When is a subscriber eligible for pension from the APY scheme?

A subscriber will be eligible for pension once he or she reaches the age of 60.

What if the subscriber dies before the age of 60?

In that case, the pension would be paid to the nominee of the deceased. If both parties are deceased, the amount will be handed over to the legal heir as a lump sum payment.

Is it possible to exit from the APY scheme prematurely?

Yes, it’s possible to exit from the scheme and claim the amount on the death of the beneficiary or if there is terminal illness. You can also withdraw from the scheme for other reasons, but you will have to forgo the government contribution and net actual interest accrued.

Is there an age limit for the pension after the age of 60?

No, there’s no age limit for the pension that you receive. You will continue to get it throughout your life.

Can I have more than one APY account?

No, only one account can be opened for each person.

Is it mandatory to declare a nominee while opening an APY account?

Yes, it is mandatory to declare a nominee while opening an APY account. You will also give details about the nominee, along with Aadhaar information.

How can I check the balance in my APY account?

Statements will be sent to the address you have given in your APY account once a year. You will also get SMS alerts which will be sent to your registered mobile phone number. You can also visit the NSDL site to check your APY transactions. Click on `APY e-PRAN/ Transaction Statement View’. You can use either PRAN or give various details (name, bank AC number, date of birth) etc to check your transactions.

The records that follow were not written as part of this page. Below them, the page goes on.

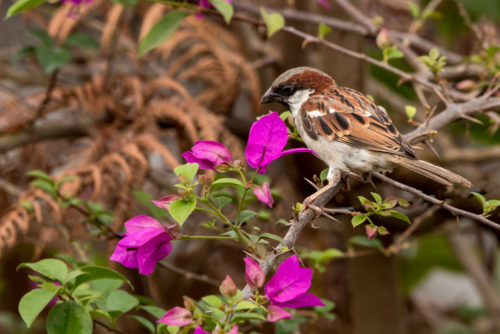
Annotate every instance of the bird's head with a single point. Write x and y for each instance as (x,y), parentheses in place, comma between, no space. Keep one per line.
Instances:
(294,86)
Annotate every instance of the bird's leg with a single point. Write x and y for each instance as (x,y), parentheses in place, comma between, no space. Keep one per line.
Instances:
(333,177)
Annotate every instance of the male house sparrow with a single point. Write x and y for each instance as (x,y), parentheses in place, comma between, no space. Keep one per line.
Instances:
(346,129)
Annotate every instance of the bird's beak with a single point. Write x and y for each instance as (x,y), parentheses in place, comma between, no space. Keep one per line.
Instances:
(270,97)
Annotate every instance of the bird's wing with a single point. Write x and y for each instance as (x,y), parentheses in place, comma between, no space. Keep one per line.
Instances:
(347,116)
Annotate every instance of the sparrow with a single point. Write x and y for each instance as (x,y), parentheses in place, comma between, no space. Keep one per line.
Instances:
(346,129)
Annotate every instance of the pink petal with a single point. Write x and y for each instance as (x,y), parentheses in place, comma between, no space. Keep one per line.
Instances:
(212,151)
(141,237)
(326,5)
(165,201)
(233,330)
(304,300)
(263,194)
(152,252)
(140,222)
(277,313)
(177,316)
(267,138)
(203,164)
(254,276)
(289,281)
(125,256)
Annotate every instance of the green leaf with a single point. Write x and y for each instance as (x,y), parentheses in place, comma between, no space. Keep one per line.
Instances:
(161,31)
(52,57)
(362,240)
(69,317)
(225,8)
(357,220)
(227,181)
(22,5)
(245,305)
(145,322)
(323,30)
(414,9)
(274,22)
(377,197)
(82,40)
(400,216)
(121,300)
(33,303)
(188,171)
(181,209)
(410,111)
(221,201)
(245,215)
(50,268)
(91,273)
(480,197)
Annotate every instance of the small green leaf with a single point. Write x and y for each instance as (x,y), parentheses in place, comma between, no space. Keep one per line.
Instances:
(221,201)
(323,30)
(274,22)
(145,322)
(414,9)
(245,305)
(181,209)
(225,8)
(92,273)
(52,57)
(121,300)
(400,216)
(32,303)
(22,5)
(377,197)
(357,220)
(362,240)
(50,268)
(245,215)
(187,171)
(161,31)
(69,317)
(82,40)
(410,111)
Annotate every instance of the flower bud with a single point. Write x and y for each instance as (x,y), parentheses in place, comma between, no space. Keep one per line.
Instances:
(371,231)
(383,41)
(228,288)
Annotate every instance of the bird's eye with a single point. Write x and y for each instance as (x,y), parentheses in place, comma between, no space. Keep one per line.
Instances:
(288,90)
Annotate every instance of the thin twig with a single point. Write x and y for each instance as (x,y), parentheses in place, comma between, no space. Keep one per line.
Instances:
(435,201)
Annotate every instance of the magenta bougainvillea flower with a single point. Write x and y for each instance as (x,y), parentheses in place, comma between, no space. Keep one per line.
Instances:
(199,330)
(263,194)
(266,141)
(145,243)
(165,201)
(177,316)
(208,154)
(288,287)
(254,276)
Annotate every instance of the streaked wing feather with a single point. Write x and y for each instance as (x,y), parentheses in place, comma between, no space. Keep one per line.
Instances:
(350,117)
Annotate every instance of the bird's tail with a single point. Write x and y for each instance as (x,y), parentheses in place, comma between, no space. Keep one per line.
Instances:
(431,171)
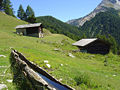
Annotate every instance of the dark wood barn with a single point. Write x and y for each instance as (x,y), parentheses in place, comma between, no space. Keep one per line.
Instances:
(29,29)
(94,46)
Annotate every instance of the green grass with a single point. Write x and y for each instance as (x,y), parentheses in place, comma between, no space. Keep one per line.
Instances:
(85,71)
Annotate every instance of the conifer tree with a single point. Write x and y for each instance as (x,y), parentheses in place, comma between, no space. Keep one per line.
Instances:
(30,15)
(21,13)
(7,7)
(1,4)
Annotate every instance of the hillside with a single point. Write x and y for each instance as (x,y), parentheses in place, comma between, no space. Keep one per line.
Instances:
(57,26)
(104,23)
(102,7)
(84,71)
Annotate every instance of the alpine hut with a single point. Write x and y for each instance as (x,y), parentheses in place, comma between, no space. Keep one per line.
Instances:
(94,46)
(30,29)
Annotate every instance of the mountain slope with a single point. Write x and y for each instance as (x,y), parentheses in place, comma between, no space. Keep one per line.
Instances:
(102,7)
(57,26)
(83,72)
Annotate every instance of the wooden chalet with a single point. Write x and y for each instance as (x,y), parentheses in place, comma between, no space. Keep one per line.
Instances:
(94,46)
(29,29)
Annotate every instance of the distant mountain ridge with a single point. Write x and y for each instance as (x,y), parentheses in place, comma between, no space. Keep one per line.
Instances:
(102,7)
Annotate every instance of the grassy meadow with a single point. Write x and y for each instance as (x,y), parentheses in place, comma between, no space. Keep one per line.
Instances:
(84,71)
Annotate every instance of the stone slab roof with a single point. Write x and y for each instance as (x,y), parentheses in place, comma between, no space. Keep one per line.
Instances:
(28,25)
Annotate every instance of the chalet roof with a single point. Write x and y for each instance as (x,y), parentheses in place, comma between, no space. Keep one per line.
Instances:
(84,42)
(28,25)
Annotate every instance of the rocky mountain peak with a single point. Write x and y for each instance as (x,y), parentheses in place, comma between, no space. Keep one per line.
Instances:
(100,8)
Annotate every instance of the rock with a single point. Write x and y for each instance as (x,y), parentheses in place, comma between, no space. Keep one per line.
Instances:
(10,81)
(2,86)
(48,65)
(2,56)
(46,61)
(70,54)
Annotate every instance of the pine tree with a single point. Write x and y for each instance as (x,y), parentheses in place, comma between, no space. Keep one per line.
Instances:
(7,7)
(30,15)
(29,11)
(1,4)
(21,13)
(113,43)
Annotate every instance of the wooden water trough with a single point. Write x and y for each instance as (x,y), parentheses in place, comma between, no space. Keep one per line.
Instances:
(39,79)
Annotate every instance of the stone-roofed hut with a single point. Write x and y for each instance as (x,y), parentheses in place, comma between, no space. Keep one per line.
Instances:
(29,29)
(94,46)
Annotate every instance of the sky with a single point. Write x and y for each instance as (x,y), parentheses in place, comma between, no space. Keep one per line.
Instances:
(63,10)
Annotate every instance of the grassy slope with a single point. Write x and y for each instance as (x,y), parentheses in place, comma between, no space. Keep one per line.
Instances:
(85,71)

Can I change contribution amounts to get lower or higher pensions?

Yes, you have the option of changing how much you contribute to the APY scheme. The option to make changes is available once a year in the month of April.

What is Permanent Retirement Account Number (PRAN), and is it needed for APY?

It’s mandatory to have a PRAN number to avail of government pension schemes like APY and National Pension System (NPS). You will be allotted a PRAN number at the time of opening an APY account.

Is Aadhaar number compulsory for joining the scheme?

You will need an Aadhaar number for opening an APY account. It will be the primary KYC document for identifying beneficiaries, spouse and nominees.

On what date will I have to pay my monthly contribution each month?

That will depend on the date on which you made the initial deposit in the scheme.

How do I make my contribution if I move to another place?

It will not affect your APY contribution since the amount is auto-debited from your account.